I would try to give date suggestions, but I am not very good at dating, so all I can say is that whatever your hobbies and interests are is your best chance of meeting someone you'll like. Whatever you like doing, do it in public. Go to concerts, conventions, shows, parties, whatever.
Reed:
--- Quote from: NeverQuiteGoth on 27 Mar 2009, 17:10 ---My friends took me to a club in San Francisco a couple of times. It was fun, sort of, I danced 'n stuff, but a bit beyond the realm of my social abilities. I have that phobia, I forget what its called, but it basically means "fear of attention". Been working on that one a long time, and its gotten better but its a long way from gone; it makes that sort of environment very difficult to participate in. Plus the people for the most part seemed like the kind of people I would get sick of quickly.

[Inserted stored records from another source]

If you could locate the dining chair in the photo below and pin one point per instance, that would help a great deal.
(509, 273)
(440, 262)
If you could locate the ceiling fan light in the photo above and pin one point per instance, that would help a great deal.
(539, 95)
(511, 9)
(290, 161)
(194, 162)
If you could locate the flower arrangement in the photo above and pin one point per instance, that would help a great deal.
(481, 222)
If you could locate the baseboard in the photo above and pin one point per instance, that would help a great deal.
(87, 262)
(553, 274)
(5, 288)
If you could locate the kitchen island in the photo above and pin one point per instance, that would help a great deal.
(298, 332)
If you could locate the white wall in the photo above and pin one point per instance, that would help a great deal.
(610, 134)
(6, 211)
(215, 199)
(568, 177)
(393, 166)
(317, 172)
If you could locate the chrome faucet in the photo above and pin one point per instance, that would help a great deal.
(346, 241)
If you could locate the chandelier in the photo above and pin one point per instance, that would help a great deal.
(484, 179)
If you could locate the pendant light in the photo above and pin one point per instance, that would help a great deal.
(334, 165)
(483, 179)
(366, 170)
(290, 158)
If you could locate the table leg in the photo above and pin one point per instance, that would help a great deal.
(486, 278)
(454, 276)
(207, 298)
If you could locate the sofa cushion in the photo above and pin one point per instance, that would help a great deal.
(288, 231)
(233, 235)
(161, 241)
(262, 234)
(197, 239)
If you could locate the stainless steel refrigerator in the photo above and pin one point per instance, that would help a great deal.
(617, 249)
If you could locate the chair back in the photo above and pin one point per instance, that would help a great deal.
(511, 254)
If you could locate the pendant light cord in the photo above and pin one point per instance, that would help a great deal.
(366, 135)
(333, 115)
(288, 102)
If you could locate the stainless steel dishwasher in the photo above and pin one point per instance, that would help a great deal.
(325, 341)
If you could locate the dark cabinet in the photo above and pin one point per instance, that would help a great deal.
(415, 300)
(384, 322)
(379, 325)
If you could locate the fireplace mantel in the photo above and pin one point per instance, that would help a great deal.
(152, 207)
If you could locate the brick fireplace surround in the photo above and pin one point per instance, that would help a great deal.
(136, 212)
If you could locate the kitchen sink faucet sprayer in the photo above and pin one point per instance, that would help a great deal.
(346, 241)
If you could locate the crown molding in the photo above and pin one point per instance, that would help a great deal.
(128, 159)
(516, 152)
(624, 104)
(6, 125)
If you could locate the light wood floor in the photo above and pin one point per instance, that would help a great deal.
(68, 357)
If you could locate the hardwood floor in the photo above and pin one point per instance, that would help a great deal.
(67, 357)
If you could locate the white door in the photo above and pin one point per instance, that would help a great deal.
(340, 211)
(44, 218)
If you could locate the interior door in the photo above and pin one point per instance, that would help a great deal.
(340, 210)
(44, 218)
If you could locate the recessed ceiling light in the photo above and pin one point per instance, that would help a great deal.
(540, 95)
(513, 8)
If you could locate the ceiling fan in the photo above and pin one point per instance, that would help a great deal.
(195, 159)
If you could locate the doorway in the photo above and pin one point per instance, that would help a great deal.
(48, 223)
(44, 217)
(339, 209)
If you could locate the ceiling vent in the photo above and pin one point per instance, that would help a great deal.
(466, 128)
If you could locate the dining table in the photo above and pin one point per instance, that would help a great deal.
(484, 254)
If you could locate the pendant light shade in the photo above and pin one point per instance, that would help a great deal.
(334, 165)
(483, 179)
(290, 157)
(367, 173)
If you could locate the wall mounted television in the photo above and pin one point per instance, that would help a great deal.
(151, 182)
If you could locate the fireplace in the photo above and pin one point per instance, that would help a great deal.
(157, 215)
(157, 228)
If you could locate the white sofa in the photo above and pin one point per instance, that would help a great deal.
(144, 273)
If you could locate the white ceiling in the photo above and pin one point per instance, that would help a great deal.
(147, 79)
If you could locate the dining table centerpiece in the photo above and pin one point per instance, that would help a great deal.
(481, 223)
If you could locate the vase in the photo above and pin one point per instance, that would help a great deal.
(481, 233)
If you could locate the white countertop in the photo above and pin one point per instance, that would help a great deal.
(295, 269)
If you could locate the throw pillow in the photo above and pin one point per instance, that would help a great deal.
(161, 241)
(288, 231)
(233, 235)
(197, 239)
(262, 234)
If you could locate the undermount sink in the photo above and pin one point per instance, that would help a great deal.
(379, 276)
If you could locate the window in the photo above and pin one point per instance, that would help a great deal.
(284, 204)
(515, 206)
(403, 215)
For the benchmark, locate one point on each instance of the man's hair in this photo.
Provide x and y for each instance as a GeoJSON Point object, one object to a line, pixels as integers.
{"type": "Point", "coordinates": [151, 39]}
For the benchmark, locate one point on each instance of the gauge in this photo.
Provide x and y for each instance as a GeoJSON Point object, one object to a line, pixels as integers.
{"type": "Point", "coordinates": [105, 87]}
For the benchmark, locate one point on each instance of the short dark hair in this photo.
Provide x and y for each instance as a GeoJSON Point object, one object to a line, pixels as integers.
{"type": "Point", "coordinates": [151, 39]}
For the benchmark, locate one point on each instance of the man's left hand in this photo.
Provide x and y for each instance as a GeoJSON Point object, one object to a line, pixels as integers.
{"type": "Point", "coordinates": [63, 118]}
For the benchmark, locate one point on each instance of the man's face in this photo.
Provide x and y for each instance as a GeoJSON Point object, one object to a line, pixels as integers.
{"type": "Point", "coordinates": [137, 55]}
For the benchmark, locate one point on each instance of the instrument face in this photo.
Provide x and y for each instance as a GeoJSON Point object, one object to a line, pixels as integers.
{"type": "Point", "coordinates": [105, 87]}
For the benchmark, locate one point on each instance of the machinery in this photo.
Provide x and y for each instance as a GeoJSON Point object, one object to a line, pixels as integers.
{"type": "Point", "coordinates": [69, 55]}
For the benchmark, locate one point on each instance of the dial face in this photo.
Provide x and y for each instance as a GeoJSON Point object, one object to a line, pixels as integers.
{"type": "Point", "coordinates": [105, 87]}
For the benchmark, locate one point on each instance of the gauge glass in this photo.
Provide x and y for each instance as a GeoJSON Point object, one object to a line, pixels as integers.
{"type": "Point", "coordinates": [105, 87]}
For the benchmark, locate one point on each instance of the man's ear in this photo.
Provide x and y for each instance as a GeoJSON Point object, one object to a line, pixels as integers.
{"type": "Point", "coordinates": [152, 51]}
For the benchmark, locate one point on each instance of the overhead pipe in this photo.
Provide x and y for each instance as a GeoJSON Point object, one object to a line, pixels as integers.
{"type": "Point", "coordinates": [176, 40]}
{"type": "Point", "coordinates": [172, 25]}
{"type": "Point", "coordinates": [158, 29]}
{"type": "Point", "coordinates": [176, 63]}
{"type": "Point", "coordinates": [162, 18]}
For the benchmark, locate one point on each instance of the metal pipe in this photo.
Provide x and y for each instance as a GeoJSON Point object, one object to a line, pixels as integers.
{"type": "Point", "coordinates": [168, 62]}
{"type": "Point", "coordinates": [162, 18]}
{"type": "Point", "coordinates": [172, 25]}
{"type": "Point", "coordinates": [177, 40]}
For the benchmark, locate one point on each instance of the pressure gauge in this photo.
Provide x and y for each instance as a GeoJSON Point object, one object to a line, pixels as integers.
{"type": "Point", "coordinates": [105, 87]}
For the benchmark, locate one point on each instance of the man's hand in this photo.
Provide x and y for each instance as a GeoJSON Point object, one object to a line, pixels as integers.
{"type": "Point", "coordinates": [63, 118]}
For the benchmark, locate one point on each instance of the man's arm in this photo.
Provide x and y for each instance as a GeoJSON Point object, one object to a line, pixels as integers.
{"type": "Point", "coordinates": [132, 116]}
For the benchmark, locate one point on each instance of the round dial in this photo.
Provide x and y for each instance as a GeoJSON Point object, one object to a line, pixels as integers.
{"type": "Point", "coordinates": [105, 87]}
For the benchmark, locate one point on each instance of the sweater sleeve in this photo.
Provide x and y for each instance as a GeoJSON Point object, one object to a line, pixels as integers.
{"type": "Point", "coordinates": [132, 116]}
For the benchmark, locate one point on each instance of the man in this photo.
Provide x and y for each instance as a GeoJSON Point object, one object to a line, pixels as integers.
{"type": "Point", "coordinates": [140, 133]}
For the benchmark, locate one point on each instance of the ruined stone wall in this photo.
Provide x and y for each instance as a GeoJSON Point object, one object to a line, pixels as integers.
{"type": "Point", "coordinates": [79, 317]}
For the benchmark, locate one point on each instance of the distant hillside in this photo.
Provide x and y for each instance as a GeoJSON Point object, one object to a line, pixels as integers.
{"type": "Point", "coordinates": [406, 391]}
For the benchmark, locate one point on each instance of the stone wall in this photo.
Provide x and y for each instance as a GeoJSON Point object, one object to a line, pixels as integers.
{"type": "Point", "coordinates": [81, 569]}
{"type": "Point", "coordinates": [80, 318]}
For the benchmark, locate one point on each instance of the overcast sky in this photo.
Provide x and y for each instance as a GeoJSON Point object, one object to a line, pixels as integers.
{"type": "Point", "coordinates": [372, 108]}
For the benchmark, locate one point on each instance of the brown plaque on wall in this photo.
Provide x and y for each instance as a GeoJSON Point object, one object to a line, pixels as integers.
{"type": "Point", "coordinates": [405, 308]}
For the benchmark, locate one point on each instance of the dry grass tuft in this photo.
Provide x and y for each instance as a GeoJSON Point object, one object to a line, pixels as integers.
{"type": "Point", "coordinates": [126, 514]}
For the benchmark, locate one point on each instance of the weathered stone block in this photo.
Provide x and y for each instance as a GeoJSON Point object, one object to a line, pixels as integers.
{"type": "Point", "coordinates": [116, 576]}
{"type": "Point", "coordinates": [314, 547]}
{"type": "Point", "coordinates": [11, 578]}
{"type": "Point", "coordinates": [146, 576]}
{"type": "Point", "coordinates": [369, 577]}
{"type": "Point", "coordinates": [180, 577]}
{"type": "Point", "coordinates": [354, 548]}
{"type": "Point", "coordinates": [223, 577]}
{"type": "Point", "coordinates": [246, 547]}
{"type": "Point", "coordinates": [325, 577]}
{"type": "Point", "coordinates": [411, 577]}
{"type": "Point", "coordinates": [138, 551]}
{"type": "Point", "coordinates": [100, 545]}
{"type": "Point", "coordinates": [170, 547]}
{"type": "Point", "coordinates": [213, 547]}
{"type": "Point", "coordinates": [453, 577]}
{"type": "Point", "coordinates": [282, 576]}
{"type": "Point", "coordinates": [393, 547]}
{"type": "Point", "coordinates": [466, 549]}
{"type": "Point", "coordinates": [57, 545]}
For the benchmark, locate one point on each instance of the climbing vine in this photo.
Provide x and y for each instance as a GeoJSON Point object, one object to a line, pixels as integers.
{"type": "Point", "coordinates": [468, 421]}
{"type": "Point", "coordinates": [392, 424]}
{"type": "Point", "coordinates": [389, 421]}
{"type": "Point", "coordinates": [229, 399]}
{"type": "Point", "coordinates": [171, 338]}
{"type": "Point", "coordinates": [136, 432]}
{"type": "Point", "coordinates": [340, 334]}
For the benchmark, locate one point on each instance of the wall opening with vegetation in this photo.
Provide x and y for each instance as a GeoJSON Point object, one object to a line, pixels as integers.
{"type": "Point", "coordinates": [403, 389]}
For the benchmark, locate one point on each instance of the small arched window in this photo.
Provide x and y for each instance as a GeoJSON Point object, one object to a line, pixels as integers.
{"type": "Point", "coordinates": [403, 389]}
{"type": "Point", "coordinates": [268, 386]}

Anyway, the point is that I am not unwilling. I do things whenever opportunities arise.
--- End quote ---
I have suffered (and still do to some extent) from really bad social anxiety. The thing that helped me more than anything was being forced into social situations that were difficult for me (in my case it was moving to the dorms in college, which wound up really being the greatest thing to happen to me). You say you enjoyed clubs, but were still having difficulties there, so I think you should really try going more often. I know how much it sucks being forced into a situation like that, but if you're anything like me it will really help you in the long run. Try to just go and have as much fun as possible, don't worry about getting tired of the people there, you're not yet. Just go out, have fun, and relax.